OEMs often use internally built ‘Capacity Planning Volumes’ (CPVs) to ensure they capacitize to both their annual and peak volume expectations. These volumes are used as the divisor to understand per-part costs and how tooling, machines, infrastructure and other capitalized items are amortized over the life of the program. Suppliers often utilize third-party views such as the S&P Global Mobility Light Vehicle Production Forecasts to gain an impartial perspective of market dynamics, as well as existing and expected vehicle introductions.
Why the concern now? This financial dance between supplier and OEM has been going on for decades. In the past, there were various commonalities with many systems and components between ICE-based platforms and carryover from generation-to-generation. Suppliers would utilize similar machines, processes and sometimes tooling between components – enabling higher capital utilization and enhanced production flexibility. While there are always new technologies and innovations integrated into a new or revised platform, suppliers would try to utilize existing capital when possible to reduce cost and risk. Consider the following: If a supplier capacitized for a component for two programs from the same OEM at 200,000 units each per year, there could be a potential balance between each program – allowing capacity utilization to even out. The results could be less overtime and lower costs and overall risk levels.
Now enter the EV. With virtually every platform being unique with all-new systems, processes and technologies, suppliers are facing significant issues. Many times, these systems have little in common with components that the supplier is already producing for ICE models. This limits the ability to deploy common capital and resources to service these platforms. All is comparatively new in the EV world. Therefore, the level of risk to the supplier rises significantly, as capital is unique.

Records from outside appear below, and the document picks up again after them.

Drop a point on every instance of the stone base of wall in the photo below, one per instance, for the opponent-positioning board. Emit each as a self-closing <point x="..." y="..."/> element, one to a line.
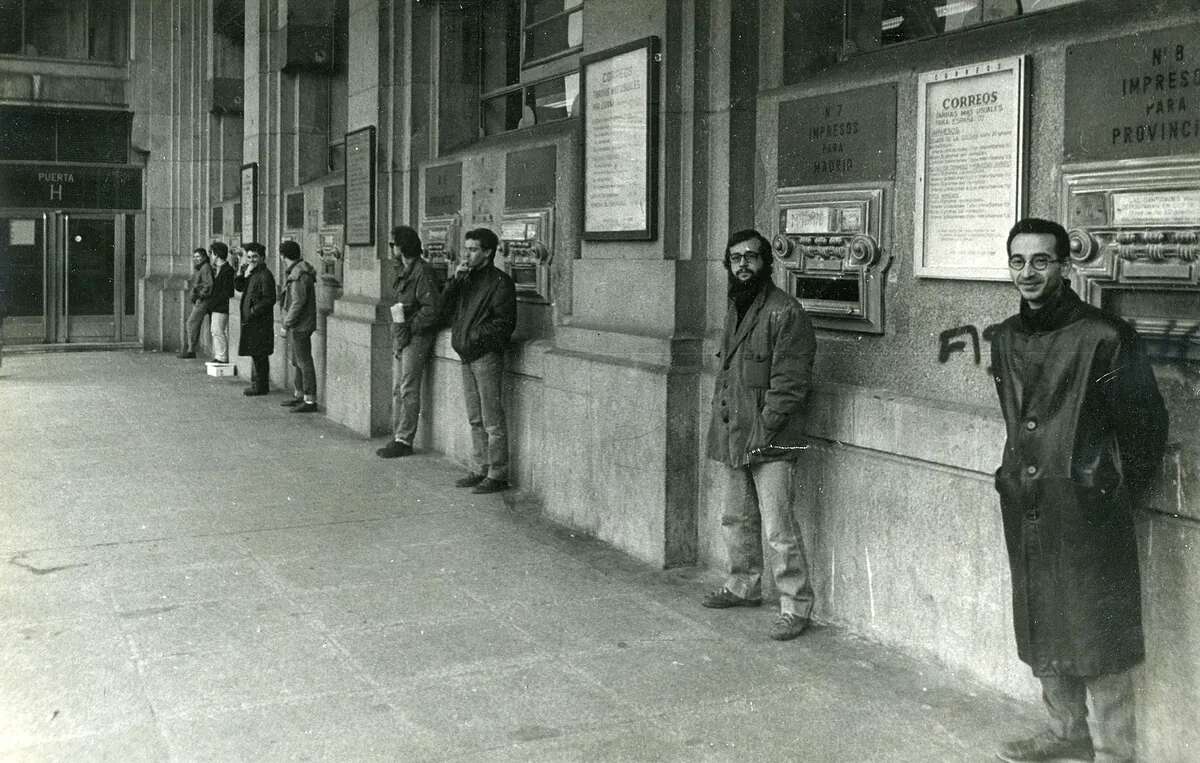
<point x="358" y="366"/>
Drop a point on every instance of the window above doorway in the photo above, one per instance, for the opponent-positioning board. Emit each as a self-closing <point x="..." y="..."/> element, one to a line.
<point x="819" y="34"/>
<point x="90" y="30"/>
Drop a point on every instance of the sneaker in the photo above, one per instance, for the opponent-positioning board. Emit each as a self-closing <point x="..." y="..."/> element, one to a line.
<point x="487" y="485"/>
<point x="724" y="599"/>
<point x="395" y="449"/>
<point x="787" y="626"/>
<point x="471" y="480"/>
<point x="1047" y="746"/>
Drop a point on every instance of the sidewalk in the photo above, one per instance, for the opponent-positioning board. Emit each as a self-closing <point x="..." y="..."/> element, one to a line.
<point x="192" y="575"/>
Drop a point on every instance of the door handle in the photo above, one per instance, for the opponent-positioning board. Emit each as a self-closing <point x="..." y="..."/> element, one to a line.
<point x="66" y="265"/>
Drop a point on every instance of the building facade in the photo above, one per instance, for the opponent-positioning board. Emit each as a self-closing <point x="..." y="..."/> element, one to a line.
<point x="613" y="144"/>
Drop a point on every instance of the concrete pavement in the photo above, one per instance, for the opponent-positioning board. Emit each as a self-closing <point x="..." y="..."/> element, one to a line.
<point x="192" y="575"/>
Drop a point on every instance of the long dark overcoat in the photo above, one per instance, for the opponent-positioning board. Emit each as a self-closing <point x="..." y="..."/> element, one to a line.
<point x="1086" y="431"/>
<point x="257" y="318"/>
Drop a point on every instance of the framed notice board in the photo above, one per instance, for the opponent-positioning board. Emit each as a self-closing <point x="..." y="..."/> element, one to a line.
<point x="249" y="203"/>
<point x="621" y="114"/>
<point x="360" y="186"/>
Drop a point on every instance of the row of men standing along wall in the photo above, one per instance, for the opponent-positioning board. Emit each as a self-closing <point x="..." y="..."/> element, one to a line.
<point x="455" y="416"/>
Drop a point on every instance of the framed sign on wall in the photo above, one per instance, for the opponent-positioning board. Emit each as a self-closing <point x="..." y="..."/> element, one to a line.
<point x="249" y="203"/>
<point x="971" y="130"/>
<point x="360" y="186"/>
<point x="621" y="113"/>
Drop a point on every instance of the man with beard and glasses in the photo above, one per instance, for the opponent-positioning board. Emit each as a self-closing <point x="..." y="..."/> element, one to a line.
<point x="1086" y="431"/>
<point x="757" y="432"/>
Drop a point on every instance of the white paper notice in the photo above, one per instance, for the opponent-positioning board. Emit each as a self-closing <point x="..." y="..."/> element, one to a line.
<point x="971" y="181"/>
<point x="22" y="233"/>
<point x="617" y="130"/>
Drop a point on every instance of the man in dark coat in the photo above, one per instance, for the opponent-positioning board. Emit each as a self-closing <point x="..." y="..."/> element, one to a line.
<point x="257" y="340"/>
<point x="757" y="432"/>
<point x="1086" y="432"/>
<point x="201" y="289"/>
<point x="299" y="324"/>
<point x="481" y="302"/>
<point x="414" y="323"/>
<point x="219" y="304"/>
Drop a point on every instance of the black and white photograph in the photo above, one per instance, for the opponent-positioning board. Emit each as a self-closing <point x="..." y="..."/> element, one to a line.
<point x="600" y="380"/>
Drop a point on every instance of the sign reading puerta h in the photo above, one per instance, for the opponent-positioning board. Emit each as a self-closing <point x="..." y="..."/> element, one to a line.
<point x="70" y="186"/>
<point x="1134" y="97"/>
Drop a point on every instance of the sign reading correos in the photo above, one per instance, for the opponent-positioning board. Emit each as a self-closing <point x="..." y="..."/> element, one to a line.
<point x="618" y="128"/>
<point x="970" y="168"/>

There’s one other issue that’s potentially more important when building for BEV platforms: OEMs are trying to reduce the cost-per-component for BEVs to improve affordability and profitability as scale increases. Some assumptions have been, well, somewhat suspect and inflated. Suppliers are being asked to add considerable capacity for BEV components while still holding for peak volumes on the ICE side.
Given the current higher cost of capital (8%+) for borrowed funds, suppliers need to be clever. If there are two 200,000-unit programs with the same OEM, one ICE-based and the other EV-based – chances are there is little capacity in common. Double capacity for the same vehicle segment is a recipe for low profitability and poor utilization. These days, smarter suppliers are seeking the ability to add incremental capital once a program demonstrates a need for more investment.
In the end, the transition from ICE to EV is about more than new technologies and processes. Suppliers need to be keenly aware of the risks assumed as BEV capacity is added. Being on the right program from a volume perspective is critical to supplier viability.